Human action recognition is a crucial and challenging area owing to the accomplishment of the same action in a plethora of ways, even by the same individual. Besides, due to camera view point, occlusions, noise, complex dynamic background, long-distance and low-quality videos, action recognition still remains a challenging problem. A typical action recognition framework consists of two components: action representation and action classification [
7]. In action representation, an action video is converted into a series of feature vectors and in action classification; an action label is inferred from the vector [
8]. However, in deep networks, the above two steps are merged into a single end-to-end trainable framework by enhancing the classification performance. Action representation is the first and foremost important problem in action recognition, because human actions differ in videos due to motion speed, camera view, pose variation, etc. The major challenges in action recognition arise due to large appearance and pose variations. So, to overcome these challenges, an action video is converted into a feature vector by extracting representative and discriminative information of human actions by minimizing the variations. Action representation approaches are broadly categorized in two ways: holistic features and local features. Holistic representations capture rich and expressive motion information of humans for action recognition, but these methods is sensitive to noise and cluttered background. Bobick et al. [
9] presented Motion Energy Image (MEI) and Motion History Image (MHI) framework to encode dynamic human motion into a single image. However, these methods are sensitive to viewpoint changes. Weinland et al. [
10] propounded the 3D motion history volume (MHV) to overcome the viewpoint dependency in the final action representation. Local representations overcome the problems in holistic representations by identifying local regions containing salient motion information. Local features depict local motion of a human in space–time regions which are more informative than surrounding areas. Thus, features are extracted from these regions after detection. There are many successful methods such as space–time interest points [
11] and motion trajectory [
12], which are based on local representations, and these techniques are robust to translation and appearance variation. Bregonzio et al. [
13] used Gabor filters to detect spatial–temporal interest points (STIP) and further points was computed using Hessian matrix. Several descriptors were proposed later including 3D SIFT, HOG3D, and local trinary patterns. Laptev et al. [
14] worked on local neighborhood to compute optical flow features and aggregated in histograms, known as histograms of optical flow (HOF). Further, HOF features were combined with histogram of oriented gradients (HOG) features to show complex human activities. The author has identified and used various visual features for automatic sign recognition applications [
15,
16].
Action classifiers learn from training samples to determine the accurate class boundaries for various action classes after action representations. There are other classifiers for human interactions and RGB-D videos. Ryoo and Aggarwal [
17] used body part tracker to extract human interactions in videos by applying context free grammar to model spatial and temporal relationships between individuals. A human detector was adopted to recognize human interaction by capturing spatio-temporal context of a group of people and spatio-temporal distribution of individuals in videos. This method performed well on collective actions and it was further extended to a hierarchical representation which models the atomic action, interaction, and collective action all together [
18]. Due to advancement of Kinect sensor, action recognition from RGB-D videos has received a lot of attention as it provides an additional depth channel compared to conventional RGB videos [
19]. Many techniques such as histogram of oriented 4D normals and depth spatio-temporal interest points were proposed using depth data for action recognition task.

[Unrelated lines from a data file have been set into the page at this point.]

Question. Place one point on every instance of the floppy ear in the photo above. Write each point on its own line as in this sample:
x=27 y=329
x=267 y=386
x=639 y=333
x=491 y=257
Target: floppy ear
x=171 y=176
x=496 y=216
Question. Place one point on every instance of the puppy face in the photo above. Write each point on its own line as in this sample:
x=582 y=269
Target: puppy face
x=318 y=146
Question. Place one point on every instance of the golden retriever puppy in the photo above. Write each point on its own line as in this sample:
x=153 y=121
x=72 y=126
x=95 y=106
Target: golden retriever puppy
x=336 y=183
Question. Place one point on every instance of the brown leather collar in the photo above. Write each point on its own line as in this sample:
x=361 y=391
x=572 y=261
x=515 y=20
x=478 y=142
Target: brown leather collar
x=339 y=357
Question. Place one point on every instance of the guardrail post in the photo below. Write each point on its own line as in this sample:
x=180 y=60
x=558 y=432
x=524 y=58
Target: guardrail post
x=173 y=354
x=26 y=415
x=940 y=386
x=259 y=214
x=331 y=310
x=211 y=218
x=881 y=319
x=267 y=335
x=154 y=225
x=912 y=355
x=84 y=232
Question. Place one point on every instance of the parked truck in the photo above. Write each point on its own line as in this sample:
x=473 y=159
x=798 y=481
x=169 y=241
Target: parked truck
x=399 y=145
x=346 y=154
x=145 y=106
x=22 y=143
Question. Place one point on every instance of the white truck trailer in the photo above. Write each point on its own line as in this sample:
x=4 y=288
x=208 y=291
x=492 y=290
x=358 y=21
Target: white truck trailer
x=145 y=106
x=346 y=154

In recent years, many deep learning techniques have been popular due to their ability to do powerful feature learning for action recognition from massive labeled datasets [
20]. There are two major variables in developing deep networks for action recognition, one is convolution operation and the other is temporal modeling. A 3D CNN is a multi-frame architecture which captures temporal dynamics in very less amount of time and can create hierarchical representations of spatio-temporal data [
21]. Multi-stream network architecture contains two-stream network, a spatial ConvNet and temporal ConvNet, where the first stream learns actions from still images and the second one performs recognition based on optical flow field. This network does the fusion of outputs generated from two streams by their respective Softmax function, but it is not appropriate for gathering information over a long period of time [
22]. The major drawback in the two-stream approach is that they do not allow interactions between the two streams and this is important for learning spatio-temporal features in videos. Hybrid networks contain a recurrent layer (such as LSTM) on the top of the CNN to aggregate temporal information to get the benefits of both CNNs and LSTMs [
23,
24]. It has shown very good performance in capturing spatial motion patterns, temporal orderings, and long-range dependencies. In this paper, we focus on exploring the deep structure You Only Look Once (YOLO) object detection model for action recognition. YOLOv3 is a popular object detection model in real time and used to reduce the pre-training cost, increase the speed without affecting the performance of action recognition. Yan et al. [
25] has introduced YOLOv3 framework for human object interaction recognition and results are achieved 93% accuracy on their own multitasking dataset.